Enum Class DataPartitioning

java.lang.Object
java.lang.Enum<DataPartitioning>
org.elasticsearch.compute.lucene.DataPartitioning
All Implemented Interfaces:
Serializable, Comparable<DataPartitioning>, Constable

public enum DataPartitioning extends Enum<DataPartitioning>
How we partition the data across Drivers. Each request forks into min(1.5 * cpus, partition_count) threads on the data node. More partitions allow us to bring more threads to bear on CPU intensive data node side tasks.
  • Enum Constant Details

    • AUTO

      public static final DataPartitioning AUTO
      Automatically select the data partitioning based on the query and index. Usually that's SEGMENT, but for small indices it's SHARD. When the additional overhead from DOC is fairly low then it'll pick DOC.
    • SHARD

      public static final DataPartitioning SHARD
      Make one partition per shard. This is generally the slowest option, but it has the lowest CPU overhead.
    • SEGMENT

      public static final DataPartitioning SEGMENT
      Partition on segment boundaries, this doesn't allow forking to as many CPUs as DOC but it has much lower overhead.

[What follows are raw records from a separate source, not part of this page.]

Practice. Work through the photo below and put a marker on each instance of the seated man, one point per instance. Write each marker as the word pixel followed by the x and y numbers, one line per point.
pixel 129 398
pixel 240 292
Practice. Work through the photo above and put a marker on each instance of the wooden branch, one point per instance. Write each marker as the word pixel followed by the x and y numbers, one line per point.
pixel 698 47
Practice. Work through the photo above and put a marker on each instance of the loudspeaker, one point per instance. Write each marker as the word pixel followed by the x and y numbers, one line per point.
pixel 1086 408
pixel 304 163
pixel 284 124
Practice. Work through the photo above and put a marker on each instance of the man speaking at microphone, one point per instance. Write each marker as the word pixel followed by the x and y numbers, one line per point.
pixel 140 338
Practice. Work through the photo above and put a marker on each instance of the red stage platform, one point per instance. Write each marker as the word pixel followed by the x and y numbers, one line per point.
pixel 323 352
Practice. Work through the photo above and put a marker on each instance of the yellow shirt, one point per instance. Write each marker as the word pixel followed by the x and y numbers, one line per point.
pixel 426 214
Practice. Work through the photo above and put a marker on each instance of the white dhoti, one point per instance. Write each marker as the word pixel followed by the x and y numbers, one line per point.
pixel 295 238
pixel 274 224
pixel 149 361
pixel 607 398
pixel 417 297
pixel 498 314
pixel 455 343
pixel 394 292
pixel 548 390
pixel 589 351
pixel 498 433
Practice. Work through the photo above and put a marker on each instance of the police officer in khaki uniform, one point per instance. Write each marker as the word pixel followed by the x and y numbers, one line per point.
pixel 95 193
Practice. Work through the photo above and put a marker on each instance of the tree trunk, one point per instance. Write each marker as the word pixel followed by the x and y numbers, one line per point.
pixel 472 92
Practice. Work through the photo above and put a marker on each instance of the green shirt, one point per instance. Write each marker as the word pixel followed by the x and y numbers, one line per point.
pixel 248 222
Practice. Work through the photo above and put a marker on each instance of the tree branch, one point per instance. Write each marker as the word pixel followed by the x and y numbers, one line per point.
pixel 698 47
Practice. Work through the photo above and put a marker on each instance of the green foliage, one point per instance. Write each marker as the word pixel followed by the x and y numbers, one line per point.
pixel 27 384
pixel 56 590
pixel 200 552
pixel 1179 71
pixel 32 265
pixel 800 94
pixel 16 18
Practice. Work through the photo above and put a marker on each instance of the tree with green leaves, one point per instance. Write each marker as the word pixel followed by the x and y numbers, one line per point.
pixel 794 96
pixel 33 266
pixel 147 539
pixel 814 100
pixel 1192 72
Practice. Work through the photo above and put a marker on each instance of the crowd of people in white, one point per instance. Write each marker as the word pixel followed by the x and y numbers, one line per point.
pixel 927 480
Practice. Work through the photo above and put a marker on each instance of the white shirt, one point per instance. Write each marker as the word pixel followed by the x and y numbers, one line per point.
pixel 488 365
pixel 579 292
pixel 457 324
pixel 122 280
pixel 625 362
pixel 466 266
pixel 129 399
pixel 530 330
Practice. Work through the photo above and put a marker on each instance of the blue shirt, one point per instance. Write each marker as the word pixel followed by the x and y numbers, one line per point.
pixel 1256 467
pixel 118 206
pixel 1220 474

      It packs segments smaller than LuceneSliceQueue.MAX_DOCS_PER_SLICE docs together into a partition. Larger segments get their own partition. Each slice contains no more than LuceneSliceQueue.MAX_SEGMENTS_PER_SLICE.

    • DOC

      public static final DataPartitioning DOC
      Partitions into dynamic-sized slices to improve CPU utilization while keeping overhead low. This approach is more flexible than SEGMENT and works as follows:
      1. The slice size starts from a desired size based on task_concurrency but is capped at around LuceneSliceQueue.MAX_DOCS_PER_SLICE. This prevents poor CPU usage when matching documents are clustered together.
      2. For small and medium segments (less than five times the desired slice size), it uses a slightly different SEGMENT strategy, which also splits segments that are larger than the desired size. See IndexSearcher.slices(List, int, int, boolean).
      3. For very large segments, multiple segments are not combined into a single slice. This allows one driver to process an entire large segment until other drivers steal the work after finishing their own tasks. See LuceneSliceQueue.nextSlice(LuceneSlice).
  • Method Details

    • values

      public static DataPartitioning[] values()
      Returns an array containing the constants of this enum class, in the order they are declared.
      Returns:
      an array containing the constants of this enum class, in the order they are declared
    • valueOf

      public static DataPartitioning valueOf(String name)
      Returns the enum constant of this class with the specified name. The string must match exactly an identifier used to declare an enum constant in this class. (Extraneous whitespace characters are not permitted.)
      Parameters:
      name - the name of the enum constant to be returned.
      Returns:
      the enum constant with the specified name
      Throws:
      IllegalArgumentException - if this enum class has no constant with the specified name
      NullPointerException - if the argument is null